Indonesia Memilih Negara Hukum

Sejumlah pilihan bentuk negara tersedia. Para ahli membicarakan berbagai pilihan yang tersedia untuk dijadikan sebagai bentuk dari negaranya. Termasuk Indonesia. Saat diproklamasikan pada 17 Agustus 1945, saya kira salah satu hal krusial yang harus segera …
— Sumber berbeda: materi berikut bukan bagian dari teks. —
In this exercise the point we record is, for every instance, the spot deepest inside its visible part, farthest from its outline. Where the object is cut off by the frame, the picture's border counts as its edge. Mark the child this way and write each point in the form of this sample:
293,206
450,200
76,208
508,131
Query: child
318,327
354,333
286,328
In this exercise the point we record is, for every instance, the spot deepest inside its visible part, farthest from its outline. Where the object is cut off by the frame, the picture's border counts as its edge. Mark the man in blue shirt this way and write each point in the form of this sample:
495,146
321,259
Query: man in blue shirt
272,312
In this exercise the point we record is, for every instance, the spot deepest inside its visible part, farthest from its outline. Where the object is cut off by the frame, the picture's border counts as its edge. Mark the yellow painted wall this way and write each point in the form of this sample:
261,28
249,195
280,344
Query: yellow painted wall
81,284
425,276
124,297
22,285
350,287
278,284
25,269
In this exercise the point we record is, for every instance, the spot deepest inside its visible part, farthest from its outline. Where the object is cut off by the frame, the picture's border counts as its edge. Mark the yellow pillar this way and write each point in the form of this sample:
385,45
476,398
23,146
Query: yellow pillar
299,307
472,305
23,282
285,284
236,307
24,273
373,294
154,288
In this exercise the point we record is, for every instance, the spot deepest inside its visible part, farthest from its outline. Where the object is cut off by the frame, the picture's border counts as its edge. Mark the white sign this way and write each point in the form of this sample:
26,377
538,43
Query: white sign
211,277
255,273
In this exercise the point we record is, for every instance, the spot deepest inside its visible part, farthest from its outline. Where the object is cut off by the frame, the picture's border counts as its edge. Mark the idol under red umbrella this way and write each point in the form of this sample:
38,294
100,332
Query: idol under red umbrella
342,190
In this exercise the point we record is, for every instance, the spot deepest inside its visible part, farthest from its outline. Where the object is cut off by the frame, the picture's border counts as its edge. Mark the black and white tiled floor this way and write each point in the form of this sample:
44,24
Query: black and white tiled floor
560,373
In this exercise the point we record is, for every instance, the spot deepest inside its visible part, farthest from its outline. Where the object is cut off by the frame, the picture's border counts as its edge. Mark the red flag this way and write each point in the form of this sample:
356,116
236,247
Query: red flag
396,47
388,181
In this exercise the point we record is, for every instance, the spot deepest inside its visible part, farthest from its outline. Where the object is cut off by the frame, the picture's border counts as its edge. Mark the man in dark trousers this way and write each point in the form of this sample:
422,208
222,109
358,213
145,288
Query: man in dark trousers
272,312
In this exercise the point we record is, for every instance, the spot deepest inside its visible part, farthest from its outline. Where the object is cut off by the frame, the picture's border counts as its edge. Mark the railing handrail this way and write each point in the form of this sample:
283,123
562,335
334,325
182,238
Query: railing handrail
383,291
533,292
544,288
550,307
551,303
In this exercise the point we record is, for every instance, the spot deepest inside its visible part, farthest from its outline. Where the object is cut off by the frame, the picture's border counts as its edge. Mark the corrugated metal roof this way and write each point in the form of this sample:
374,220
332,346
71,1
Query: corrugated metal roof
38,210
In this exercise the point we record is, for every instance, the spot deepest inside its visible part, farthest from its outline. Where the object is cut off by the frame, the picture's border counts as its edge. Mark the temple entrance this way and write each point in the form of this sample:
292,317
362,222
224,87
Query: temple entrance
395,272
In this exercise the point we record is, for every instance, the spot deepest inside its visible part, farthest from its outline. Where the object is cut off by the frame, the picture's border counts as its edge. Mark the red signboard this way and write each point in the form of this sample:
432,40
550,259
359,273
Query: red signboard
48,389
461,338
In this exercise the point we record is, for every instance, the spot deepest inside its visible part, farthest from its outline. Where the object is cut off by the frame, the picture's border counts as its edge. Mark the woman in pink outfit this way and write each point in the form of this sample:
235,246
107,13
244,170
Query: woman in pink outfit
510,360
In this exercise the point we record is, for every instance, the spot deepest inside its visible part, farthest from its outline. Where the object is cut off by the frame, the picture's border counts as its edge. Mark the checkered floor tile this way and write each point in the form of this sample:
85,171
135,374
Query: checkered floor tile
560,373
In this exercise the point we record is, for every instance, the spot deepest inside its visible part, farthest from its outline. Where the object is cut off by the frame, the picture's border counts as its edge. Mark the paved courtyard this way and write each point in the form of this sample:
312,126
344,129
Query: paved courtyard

Sejumlah pilihan bentuk negara tersedia. Para ahli membicarakan berbagai pilihan yang tersedia untuk dijadikan sebagai bentuk dari negaranya. Termasuk Indonesia. Saat diproklamasikan pada 17 Agustus 1945, saya kira salah satu hal krusial yang harus segera tersedia adalah bentuk negara dan konstitusinya. Bukan berarti hal itu belum dipikirkan saat persiapan kemerdekaan. Proses untuk menjadikan bentuk negara tertentu bagi satu negara yang baru merdeka, dilakukan dengan proses yang tidak sederhana. Indonesia memilih negara hukum saat setelah proklamasi kemerdekaan dan pada Undang-Undang Dasar 1945, penegasan ini dicantumkan dalam penjelasan. Baru pada hasil amandemen, penegasan negara hukum disebutkan dalam Pasal 1 ayat (3).

Pertanyaan kekinian adalah bagaimana negara hukum itu dioperasional oleh penguasa dalam eranya masing-masing. Dan tentu saja, masing-masing kita memiliki penilaian sendiri atas apa yang dilaksanakan oleh penguasa era-era tersebut. Pertama, ketika sudah memilih negara hukum, konsekuensinya adalah mengikuti secara baik dari konsep ini ke aplikasi. Kedua, tantangan dalam realitas adalah pelaksanaan kekuasaan yang selalu dibayangi oleh berbagai kepentingan ekonomi, politik, sosial, dan budaya, yang menyebabkan negara hukum itu dalam bayang-bayang ketidakseriusan –atau bahkan pelanggaran oleh pengelola kekuasaan.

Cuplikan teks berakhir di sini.